クポ? パコン クハ~ッ 『カッパの飼い方(7)』 石川優吾 / 集英社ヤングジャンプ・コミックス

281【田代さんは それで今日ベンチで 泣いていたんだ】

 今野圓輔『怪談 民俗学の立場から』(中公文庫BIBLIO)の冒頭近くに次のような表記があって思わず笑ってしまった。

 曰く,「ことに戦後にはなばなしく復活したのは河童である」
 曰く,「水辺に住む代表的な化け物としてのカッパは,どういうものか最近,妖怪変化界の寵児であって,単行本も出ており,詩や歌にもよまれ」(以下略)

 そうか,はなばなしく復活。詩や歌にまでよまれたか,カッパ。
 ちなみにこの『怪談』,1957年の教養文庫の復刻版である。

 『怪談』の初版から経ることざっと五十年,またしてもカッパは静かに復権していた。たいした生命力である。パコン。

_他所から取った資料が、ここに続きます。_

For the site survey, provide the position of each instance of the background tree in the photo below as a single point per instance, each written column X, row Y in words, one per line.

 石川優吾はベテランの割に世評が高いとは言いがたいが,もともと画力,構成力は『童乱』をひくまでもなく相当カサ高い。大きな函を作者本人が本気でチェックせずにほったらかしている,そんな按配だ。
 かくして石川優吾にしてみれば,『カッパの飼い方』などたやすい仕業,文字通りヘのカッパだったのではないか……いやもちろん,こんなもの言いは作家の産みの苦しみを軽んじて全くよろしくない。よろしくないのだが,余技にけろりと描いているように見えるところが本作の魅力の一つなのだからしょうがない。クポ。

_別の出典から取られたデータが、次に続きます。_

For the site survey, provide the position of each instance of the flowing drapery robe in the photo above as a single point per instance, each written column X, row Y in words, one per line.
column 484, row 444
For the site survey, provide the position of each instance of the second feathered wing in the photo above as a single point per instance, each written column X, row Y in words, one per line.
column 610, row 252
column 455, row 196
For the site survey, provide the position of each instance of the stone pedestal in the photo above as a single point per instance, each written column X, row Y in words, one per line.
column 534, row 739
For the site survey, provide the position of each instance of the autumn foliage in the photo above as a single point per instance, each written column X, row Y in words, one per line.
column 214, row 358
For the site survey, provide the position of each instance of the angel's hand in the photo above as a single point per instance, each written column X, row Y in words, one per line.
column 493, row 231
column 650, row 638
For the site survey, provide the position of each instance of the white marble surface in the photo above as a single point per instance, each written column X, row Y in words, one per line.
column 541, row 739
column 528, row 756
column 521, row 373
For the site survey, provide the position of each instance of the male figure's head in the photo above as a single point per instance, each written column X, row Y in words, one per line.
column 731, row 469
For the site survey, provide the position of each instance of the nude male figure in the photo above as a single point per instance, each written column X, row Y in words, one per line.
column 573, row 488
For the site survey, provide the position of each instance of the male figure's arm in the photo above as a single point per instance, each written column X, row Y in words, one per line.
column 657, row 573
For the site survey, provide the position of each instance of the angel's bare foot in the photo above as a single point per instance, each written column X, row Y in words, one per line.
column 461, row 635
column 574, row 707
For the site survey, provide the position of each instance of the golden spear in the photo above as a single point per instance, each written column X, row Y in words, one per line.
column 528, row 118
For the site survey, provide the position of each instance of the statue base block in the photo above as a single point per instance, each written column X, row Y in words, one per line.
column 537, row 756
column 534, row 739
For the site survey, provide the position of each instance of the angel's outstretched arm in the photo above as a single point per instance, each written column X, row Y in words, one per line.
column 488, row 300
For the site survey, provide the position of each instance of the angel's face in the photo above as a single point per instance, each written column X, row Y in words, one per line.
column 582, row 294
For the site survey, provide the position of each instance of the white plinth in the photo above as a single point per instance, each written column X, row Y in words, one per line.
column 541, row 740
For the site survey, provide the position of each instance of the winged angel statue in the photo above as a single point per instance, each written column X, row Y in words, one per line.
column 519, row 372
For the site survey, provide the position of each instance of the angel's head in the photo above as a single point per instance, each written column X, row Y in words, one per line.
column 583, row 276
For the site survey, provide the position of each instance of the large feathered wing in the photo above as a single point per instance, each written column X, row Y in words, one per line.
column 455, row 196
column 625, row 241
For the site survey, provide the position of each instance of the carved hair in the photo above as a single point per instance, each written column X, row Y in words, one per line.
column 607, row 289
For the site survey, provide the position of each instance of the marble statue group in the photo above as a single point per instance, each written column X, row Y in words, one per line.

 実のところ,『カッパの飼い方』の構造はかなり複雑だ。
 舞台は高度成長期,ようやくカラーテレビが登場した当時の日本。ただしその日本では,古来からカッパが生活の中に存在し,本作でも主人公はペットショップで養殖の仔ガッパを手に入れる。つまり,この作品では,カッパが日常に存在する世界,しかも今からみて数十年前を「現在」として描くという凝ったからくりが用意されているのだ。
 その世界では,カッパがいるという一点を除くと,主人公の住む木造アパート,田舎の風景など,少し前までの日本の風景が(「懐かしい風景」としてでなく)ごく当たり前の光景として描かれる。その光景の中で主人公たちと寝食をともにするカッパ,カッパ,カッパ。
 そこで起こる事件は,たとえば……

 いや,これ以上本書の内容を紹介してしまうのは野暮というものだろう。

 人によっては笑いが止まらないかもしれない。ふんこの程度,と鼻で笑いながら,目頭を赤くする人もいるかもしれない。
 『動物のお医者さん』や『ハムスターの研究レポート』など,動物を描いていわゆる「癒し系」とされるマンガは少なくないが,ページを開いて読んでみないとその空気が想像できない点において『カッパの飼い方』は頭抜けている。
 「かぁたん」をはじめとする仔ガッパたちの仕草のかわいさ,奇妙な生臭さはたまらない。だが,この世界はサザエさんの家のように,同じ時を無限ループして進まないわけではない。仔ガッパは育ち,大人ガッパは年老いる。
 その時代から三十数年を経た(物語世界での)現在,その日本は,カッパたちはどうなっているのだろう。そう考えると軽々しく「癒される」などと言いがたい。昭和四十年代のモノクロ写真と同じ,埃っぽい喪失の予感がここにはある。

 ところで,動物モノ(カッパは動物か?)の多くでは,どうして人間の顔が描かれないのだろう。『ハムスターの研究レポート』も確かそうだったし,そうそう,『トムとジェリー』も人物は下半身しか描かれていないのだった。